NHS Blog Doctor's favourite topic at the moment is Nurse Practitioners. I must admit that I think there are some very good Nurse Practitioners out there. They are the ones who know their limitations, and stick to the very straight and narrow area that they are trained in. Unfortunately there are also many who do not, and think that with their protocols and limited clinical skills they can deal with situations that many doctors take years to start to understand.

As a neurosurgical registrar, I had to learn to confidently assess and clear cervical spines. Nobody was going to do this for me. If I made a mistake I had to wear the blame. Perhaps I left a few collars on for longer than necessary, and ordered a few more flexion-extension views than necessary, but that's what it took until I became comfortable with my clinical acumen and responsibilities.

As a vascular surgery covering registrar, I learnt to keep track of my consultants. They changed their on-call rotations regularly, and I could not trust switchboard to keep track correctly. If a AAA came in I had to know who to call, and where they would be. There was little luxury in delay while I tried five different phone numbers.

As a trauma surgery registrar, I had to learn to deal with team conflict. Consultants did not get along, ward rounds were dysfunctional. Politics were rife. Nevertheless, I did my best to smooth things over and ensure that the unit functioned and served its patients well. Was this part of my job description? No, but who else was there to turn to?

As a general surgery registrar, I learnt to deal with private rooms, secretaries, nagging patients from the waiting list, pre-admission stuff-ups, and a barely competent intern going through a divorce. This wasn't part of my medical school training, but one has to accept that as the interface between almost all parts of the hospital and the community, the registrar becomes the non-stop troubleshooting machine.
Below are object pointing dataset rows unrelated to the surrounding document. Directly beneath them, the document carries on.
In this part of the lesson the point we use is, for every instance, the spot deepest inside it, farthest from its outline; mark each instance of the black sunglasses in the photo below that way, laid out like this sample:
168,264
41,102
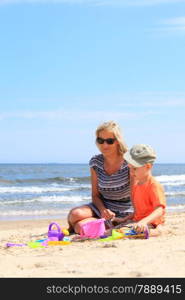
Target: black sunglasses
109,141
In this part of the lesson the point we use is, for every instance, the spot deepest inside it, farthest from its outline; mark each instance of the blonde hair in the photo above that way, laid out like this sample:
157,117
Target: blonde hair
114,128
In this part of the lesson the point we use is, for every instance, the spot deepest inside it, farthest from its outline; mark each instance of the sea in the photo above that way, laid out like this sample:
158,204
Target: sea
49,191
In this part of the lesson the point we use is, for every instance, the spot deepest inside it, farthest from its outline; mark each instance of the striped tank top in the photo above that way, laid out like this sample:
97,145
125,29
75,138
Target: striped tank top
115,186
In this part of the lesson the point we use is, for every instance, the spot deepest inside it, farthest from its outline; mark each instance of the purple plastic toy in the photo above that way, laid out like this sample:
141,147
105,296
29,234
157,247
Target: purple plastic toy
15,245
55,234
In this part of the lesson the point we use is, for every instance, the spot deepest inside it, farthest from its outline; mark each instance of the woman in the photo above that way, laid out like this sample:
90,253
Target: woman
110,180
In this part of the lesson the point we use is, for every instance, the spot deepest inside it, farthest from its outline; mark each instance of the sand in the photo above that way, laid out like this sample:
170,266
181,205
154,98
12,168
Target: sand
162,256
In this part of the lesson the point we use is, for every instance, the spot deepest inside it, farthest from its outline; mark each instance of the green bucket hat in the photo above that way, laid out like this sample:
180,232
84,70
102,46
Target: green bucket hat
139,155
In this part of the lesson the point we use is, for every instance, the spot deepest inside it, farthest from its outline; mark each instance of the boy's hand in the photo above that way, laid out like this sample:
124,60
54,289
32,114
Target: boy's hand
107,214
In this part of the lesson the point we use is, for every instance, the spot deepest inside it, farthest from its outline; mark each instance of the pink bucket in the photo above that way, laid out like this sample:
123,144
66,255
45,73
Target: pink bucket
93,229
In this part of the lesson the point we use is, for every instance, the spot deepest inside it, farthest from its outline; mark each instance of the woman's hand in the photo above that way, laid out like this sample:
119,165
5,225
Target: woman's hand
107,214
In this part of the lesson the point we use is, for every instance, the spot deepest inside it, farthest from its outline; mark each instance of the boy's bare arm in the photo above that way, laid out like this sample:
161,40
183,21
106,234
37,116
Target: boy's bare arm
141,225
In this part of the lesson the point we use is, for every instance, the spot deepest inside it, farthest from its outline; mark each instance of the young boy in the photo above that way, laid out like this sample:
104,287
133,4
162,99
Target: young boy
147,194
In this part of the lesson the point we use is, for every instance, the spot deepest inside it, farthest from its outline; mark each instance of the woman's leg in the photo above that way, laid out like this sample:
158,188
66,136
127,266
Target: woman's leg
79,215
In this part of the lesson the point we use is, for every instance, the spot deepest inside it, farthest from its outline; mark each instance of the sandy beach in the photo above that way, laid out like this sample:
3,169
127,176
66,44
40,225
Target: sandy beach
162,256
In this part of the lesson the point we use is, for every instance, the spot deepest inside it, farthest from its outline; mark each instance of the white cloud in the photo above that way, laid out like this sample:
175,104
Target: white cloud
99,2
66,115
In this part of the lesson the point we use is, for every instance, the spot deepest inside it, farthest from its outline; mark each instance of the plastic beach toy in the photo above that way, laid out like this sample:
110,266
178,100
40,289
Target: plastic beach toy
55,234
15,245
58,243
129,233
93,229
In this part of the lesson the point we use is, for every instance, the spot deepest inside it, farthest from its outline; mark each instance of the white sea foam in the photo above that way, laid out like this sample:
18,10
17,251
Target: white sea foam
50,212
173,180
52,199
43,212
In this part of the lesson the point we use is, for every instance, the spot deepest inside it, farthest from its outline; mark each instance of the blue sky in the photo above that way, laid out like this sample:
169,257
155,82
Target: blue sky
66,66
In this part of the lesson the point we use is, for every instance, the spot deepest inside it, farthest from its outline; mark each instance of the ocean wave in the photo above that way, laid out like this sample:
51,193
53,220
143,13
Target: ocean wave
43,212
50,212
47,180
173,180
52,199
38,190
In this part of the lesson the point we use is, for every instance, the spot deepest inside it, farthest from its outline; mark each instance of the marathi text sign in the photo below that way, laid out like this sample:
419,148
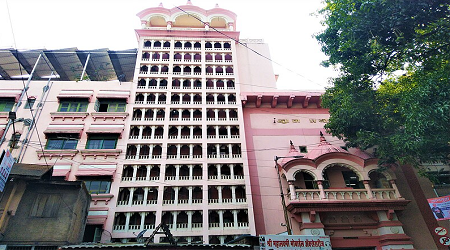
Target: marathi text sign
440,207
7,161
291,242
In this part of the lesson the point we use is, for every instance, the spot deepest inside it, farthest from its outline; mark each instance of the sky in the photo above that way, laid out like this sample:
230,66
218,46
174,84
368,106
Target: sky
288,26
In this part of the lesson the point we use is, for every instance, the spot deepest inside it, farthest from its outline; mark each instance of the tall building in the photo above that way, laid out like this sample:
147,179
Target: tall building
185,162
184,131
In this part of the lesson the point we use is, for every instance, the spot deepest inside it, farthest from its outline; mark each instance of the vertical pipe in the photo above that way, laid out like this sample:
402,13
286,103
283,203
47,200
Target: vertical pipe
85,66
24,90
There have been many other clinical and non-clinical lessons that I have learnt along the way, and it has taken many years to develop my skills and better judgement. Each rotation through an unrelated field, different hospital, different state and different country has only served to teach me how everything can change around me, and yet I am still expected to (and more importantly, able to) oversee every aspect of my patients' care. I can happily say that I can see how "the system" works (or doesn't work) and appreciate the point of view of most other parties in "the system". That doesn't mean that I agree with them, but I think it makes me a better doctor.

I happily admit that my job does not start at 9am and finish at 5pm. That is the nature of being a doctor - or even worse, a surgeon. My responsibilities stay with me when I go home, they carry on for years. Long after I retire I will still be responsible for everything I have done for my patients. If I did not want this responsibility I would never have progressed beyond being a hospital resident. Hmmm... now that is an interesting idea. Perhaps there is a hidden social agenda - given the current need for hospital resident doctors, by scaring them away from becoming registrars and consultants we can increase the RMO workforce? Another topic for another day, I fear.